Av. Taner Kılıç'ın derlemesidir.

Vanda kaçak operasyonu

(NTV-21.06.2002) (İLT)
Vanda, yurda kaçak yollarla giriş yapan 26 yabancı uyruklu yakalandı.
Vanın Bostaniçi Beldesi Karpuzalan Köyü yakınlarında devriye görevini sürdüren jandarma ekipleri, il merkezine yaya giden 8 kişiyi durdurarak kimlik kontrolü yaptı. Kontrollerde, 8 kişinin Afganistan vatandaşı olduğu ve yurda kaçak yollarla giriş yaptıkları tespit edildi. Başkalenin Saçan Köyü Meydanlı Mezrası’nda ise kırsal alandan ilçe merkezine giden 18 Iraklı yakalandı.Yetkililer, Pasaport Kanununa Muhalefet ve Sınır İhlali suçundan gözaltına alınan yabancıların sınır dışı edileceğini belirttiler.
 

Mülteci hakları yok ediliyor

Jülide Kalıç
(Günlük Evrensel-20.06.2002) (İLT)
Bugün Dünya Mülteciler Günü. Birleşmiş Milletler, Irk, renk, din, siyasi amaç veya toplumsal nedenlerle yaşadıkları ülkenin topraklarını terk etmek zorunda kalanlar diye tanımlıyor mültecileri.

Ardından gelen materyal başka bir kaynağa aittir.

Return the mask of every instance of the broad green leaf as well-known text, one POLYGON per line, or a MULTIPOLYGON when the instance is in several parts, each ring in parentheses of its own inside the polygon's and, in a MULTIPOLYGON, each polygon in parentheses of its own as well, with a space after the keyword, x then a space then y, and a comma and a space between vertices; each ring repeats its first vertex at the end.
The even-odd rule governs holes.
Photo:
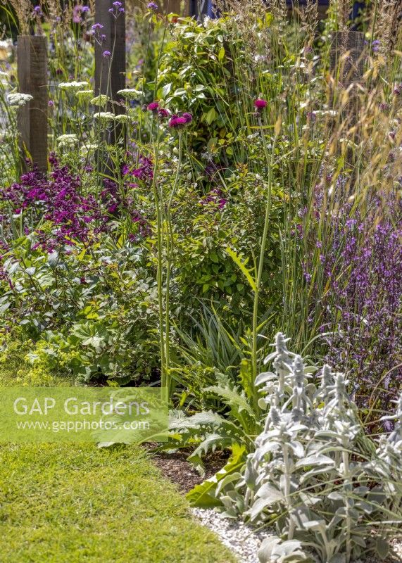
POLYGON ((256 285, 256 282, 253 279, 251 274, 250 274, 250 271, 247 270, 246 267, 246 262, 241 262, 240 258, 236 254, 234 251, 232 251, 232 248, 230 248, 229 246, 226 248, 226 253, 228 254, 233 262, 236 264, 236 265, 239 266, 241 272, 244 274, 246 279, 249 282, 249 284, 253 291, 256 292, 257 291, 257 286, 256 285))

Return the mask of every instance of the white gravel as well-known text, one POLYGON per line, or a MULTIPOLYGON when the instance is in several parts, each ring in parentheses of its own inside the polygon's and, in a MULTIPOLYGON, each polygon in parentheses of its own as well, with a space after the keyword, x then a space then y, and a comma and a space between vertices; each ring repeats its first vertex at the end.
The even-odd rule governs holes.
POLYGON ((240 563, 259 563, 257 552, 262 540, 268 535, 266 529, 256 531, 241 520, 223 518, 212 509, 193 508, 191 511, 204 526, 219 536, 224 545, 237 555, 240 563))
MULTIPOLYGON (((259 563, 257 553, 261 542, 270 535, 270 530, 275 535, 273 529, 265 528, 258 531, 241 520, 224 518, 212 509, 192 508, 191 512, 201 524, 219 536, 224 545, 237 555, 239 563, 259 563)), ((402 542, 394 540, 391 544, 393 557, 382 562, 370 558, 364 563, 402 562, 402 542)))

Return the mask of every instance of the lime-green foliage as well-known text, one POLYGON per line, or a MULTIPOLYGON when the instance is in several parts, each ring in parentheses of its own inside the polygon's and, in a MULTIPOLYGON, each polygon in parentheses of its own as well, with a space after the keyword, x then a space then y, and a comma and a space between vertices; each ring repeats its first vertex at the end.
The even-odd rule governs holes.
POLYGON ((0 448, 2 563, 234 563, 140 448, 0 448))

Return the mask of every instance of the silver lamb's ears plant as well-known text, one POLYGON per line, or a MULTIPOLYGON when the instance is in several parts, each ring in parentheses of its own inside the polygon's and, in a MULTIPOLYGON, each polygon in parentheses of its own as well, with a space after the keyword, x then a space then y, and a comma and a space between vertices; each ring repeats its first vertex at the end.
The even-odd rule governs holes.
POLYGON ((263 541, 260 563, 350 563, 373 552, 384 559, 393 526, 402 523, 402 396, 387 417, 396 421, 394 431, 376 448, 345 376, 325 365, 317 389, 287 341, 277 335, 267 358, 275 373, 256 379, 269 410, 255 451, 218 498, 232 517, 275 522, 277 536, 263 541))

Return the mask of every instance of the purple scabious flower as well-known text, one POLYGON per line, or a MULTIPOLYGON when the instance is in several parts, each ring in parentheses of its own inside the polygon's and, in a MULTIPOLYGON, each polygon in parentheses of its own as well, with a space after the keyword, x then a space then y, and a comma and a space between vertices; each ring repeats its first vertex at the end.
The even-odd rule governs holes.
POLYGON ((160 120, 166 119, 170 115, 168 110, 165 109, 165 108, 159 108, 158 110, 158 117, 160 120))
POLYGON ((268 101, 264 100, 263 98, 257 98, 256 100, 254 100, 254 107, 257 110, 263 110, 264 108, 266 108, 268 105, 268 101))
MULTIPOLYGON (((327 279, 321 303, 328 332, 326 361, 348 373, 360 406, 372 406, 368 401, 376 388, 375 408, 386 411, 402 384, 402 202, 382 194, 370 203, 364 217, 351 203, 342 205, 332 217, 325 256, 318 255, 315 242, 303 270, 322 268, 319 275, 327 279)), ((318 225, 319 217, 320 213, 318 225)))
POLYGON ((187 125, 185 118, 175 114, 169 120, 169 127, 172 129, 182 129, 187 125))
POLYGON ((186 120, 186 123, 191 123, 193 120, 193 116, 191 113, 189 113, 187 111, 185 111, 183 114, 182 114, 182 117, 184 118, 186 120))
POLYGON ((158 108, 159 102, 158 101, 151 101, 151 103, 149 103, 146 106, 146 109, 149 111, 157 111, 158 108))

Mülteciler Sözleşmesi ve Kartagena Deklarasyonuyla savaş ya da iç savaş nedeniyle kaçmış insanlar da mülteci kabul ediliyor. Mülteci hakları, BM tarafından güvence altına alınmış olsa da, bu sözleşmeye uyulmuyor.
İnsanca bir yaşam uğruna topraklarından göç edenler giderek daha baskıcı yasalarla karşılaşıyorlar. Mültecileri bekleyen trajik son ise hiç değişmiyor: İade ve ölüm...
ABDnin Afganistana saldırmasının ardından göç dalgasında bir artış söz konusu. 11 Eylül saldırısının ardından ise mülteciler giderek ağırlaşan yasaların kurbanı oldu. 11 Eylül saldırısının ardından milyonlarca Afgan mülteci göç yollarına düştü. Avrupa ülkeleri ise mülteci haklarının ihlali konusunda adeta birbirleriyle yarışır hale geldi.
Yeni çıkarılan göçmen yasalarına en iyi örneklerden biri, İtalya. Neofaşist Berlusconi hükümetinin sunduğu, göçmenlerin kontrol altında tutulması ve yasadışı göçü önlemeye yönelik yasa değişikliği paketi geçtiğimiz günlerde kabul edildi. Alınan karalardan bazıları ise şöyle: İşçilere verilen oturma izni süreleri 5 yıldan 2 yıla indirilecek. Kaçak olarak gelenler, üzerinde kimlik yoksa bir sosyal merkezde 60 gün kadar ağırlanacak (önceki yasada 30 gündü). Kimliği tespit edilemeyen kaçaklar ise 3 gün içerisinde (önceki yasada 15 gündü) sınırdışı edilecek. Sınırdışı edilenin bir daha ülkeye giriş yaptığının tespit edilmesi halinde, bu kişi suçlu sayılacak.
Batı ülkelerindeki toplama kamplarına tıkılan mülteciler, buralarda çok sert uygulamalar ile karşı karşıya kalıyor. Bu kamplardan, birçok mültecinin uygulamalara dayanamayarak intihar ettiği haberleri geliyor. Kavgalar, hatta cinayetler de az değil. Örneğin, iltica başvuralarını kabul etmemek için her yola başvuran Alman hükümeti, mülteci kamplarında adeta bir yıldırma ve gönüllü geri dönmeye razı etme politikası izliyor. Bu politikalarından biri mültecilerin seyahat özgürlüğünün alınması.
Mültecilerin, Yabancılar Dairesinin bağlı olduğu belde yönetiminden çıkış izni alması ve belli bir para ödemesi gerekiyor. Ayrıca bir mülteci, kendi beldesi dışında polis tarafından yakalanırsa yine ağır bir para cezası ödemek zorunda. Kampı izinsiz terk eden mülteciler ise tutuklanıyor ya da sınırdışı edilebiliyor. Avustralya da, mültecilere uyguladığı sert politikalarla tanınıyor. Bu ülkede, toplama kampını andıran kamplara tıkılan, çoğu Asyalı mülteciler, gardiyanların acımasız davranışlarıyla karşılaşıyor. İngilterede ise mülteciler cezaevinde tutuluyor. Çoğu mülteci, günde 20 saaten fazla süreyle hücrede kalıyor. Mültecileri topraklarından göç etmeye iten neden, çoğunlukla savaş, yoksulluk ve açlık.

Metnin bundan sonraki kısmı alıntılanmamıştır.